Uncovering Tor users: where anonymity ends in the Darknet

Unlike conventional World Wide Web technologies, the Tor Darknet onion routing technologies give users a real chance to remain anonymous. Many users have jumped at this chance – some did so to protect themselves or out of curiosity, while others developed a false sense of impunity, and saw an opportunity to do clandestine business anonymously: selling banned goods, distributing illegal content, etc. However, further developments, such as the detention of the maker of the Silk Road site, have conclusively demonstrated that these businesses were less anonymous than most assumed.

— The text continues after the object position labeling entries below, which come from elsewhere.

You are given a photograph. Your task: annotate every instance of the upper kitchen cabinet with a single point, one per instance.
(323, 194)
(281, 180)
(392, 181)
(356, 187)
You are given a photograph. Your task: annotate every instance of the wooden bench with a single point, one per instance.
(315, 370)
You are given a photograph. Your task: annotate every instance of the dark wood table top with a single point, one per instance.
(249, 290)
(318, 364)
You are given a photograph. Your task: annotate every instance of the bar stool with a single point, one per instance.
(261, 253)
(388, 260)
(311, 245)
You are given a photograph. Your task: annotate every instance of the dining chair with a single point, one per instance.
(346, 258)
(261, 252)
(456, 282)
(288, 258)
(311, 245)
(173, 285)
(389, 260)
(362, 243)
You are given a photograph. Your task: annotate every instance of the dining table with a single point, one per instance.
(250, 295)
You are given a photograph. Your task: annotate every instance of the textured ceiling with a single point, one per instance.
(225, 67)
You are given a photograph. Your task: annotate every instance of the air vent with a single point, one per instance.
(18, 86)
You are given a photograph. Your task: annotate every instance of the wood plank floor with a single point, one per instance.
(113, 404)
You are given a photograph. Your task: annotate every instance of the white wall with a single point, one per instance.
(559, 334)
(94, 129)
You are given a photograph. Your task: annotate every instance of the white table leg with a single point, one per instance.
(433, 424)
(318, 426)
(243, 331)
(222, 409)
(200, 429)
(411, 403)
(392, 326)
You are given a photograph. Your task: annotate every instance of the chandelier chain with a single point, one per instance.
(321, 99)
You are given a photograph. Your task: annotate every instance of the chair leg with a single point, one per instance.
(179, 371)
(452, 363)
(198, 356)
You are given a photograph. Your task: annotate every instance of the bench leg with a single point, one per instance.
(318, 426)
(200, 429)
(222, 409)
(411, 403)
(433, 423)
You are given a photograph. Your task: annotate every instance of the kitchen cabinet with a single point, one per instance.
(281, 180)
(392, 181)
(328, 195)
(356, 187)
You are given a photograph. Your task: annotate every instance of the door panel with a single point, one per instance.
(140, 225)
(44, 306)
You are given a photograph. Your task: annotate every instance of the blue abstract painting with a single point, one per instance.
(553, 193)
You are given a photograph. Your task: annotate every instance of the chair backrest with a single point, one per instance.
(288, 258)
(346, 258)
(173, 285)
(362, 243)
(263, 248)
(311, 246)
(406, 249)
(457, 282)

The research was prepared in cooperation with Maria Garnaeva for Securelist

Intelligence services have not disclosed any technical details of how they detained cybercriminals who created Tor sites to distribute illegal goods; in particular, they are not giving any clues how they identify cybercriminals who act anonymously. This may mean that the implementation of the Tor Darknet contains some vulnerabilities and/or configuration defects that make it possible to unmask any Tor user. In this research, we will present practical examples to demonstrate how Tor users may lose their anonymity and will draw conclusions from those examples.

How are Tor users pinned down?

The history of the Tor Darknet has seen many attempts – theoretical and practical – to identify anonymous users. All of them can be conditionally divided into two groups: attacks on the client’s side (the browser), and attacks on the connection.

Problems in Web Browsers

The leaked NSA documents tell us that intelligence services have no qualms about using exploits to Firefox, which was the basis for Tor Browser. However, as the NSA reports in its presentation, using vulnerability exploitation tools does not allow permanent surveillance over Darknet users. Exploits have a very short life cycle, so at a specific moment of time there are different versions of the browser, some containing a specific vulnerability and other not. This enables surveillance over only a very narrow spectrum of users.

The leaked NSA documents, including a review of how Tor users can be de-anonymized (Source: www.theguardian.com)

As well as these pseudo-official documents, the Tor community is also aware of other more interesting and ingenuous attacks on the client side. For instance, researchers from the Massachusetts Institute of Technology established that Flash creates a dedicated communication channel to the cybercriminal’s special server, which captures the client’s real IP address, and totally discredits the victim. However, Tor Browser’s developers reacted promptly to this problem by excluding Flash content handlers from their product.

Flash as a way to find out the victim’s real IP address (Source: http://web.mit.edu)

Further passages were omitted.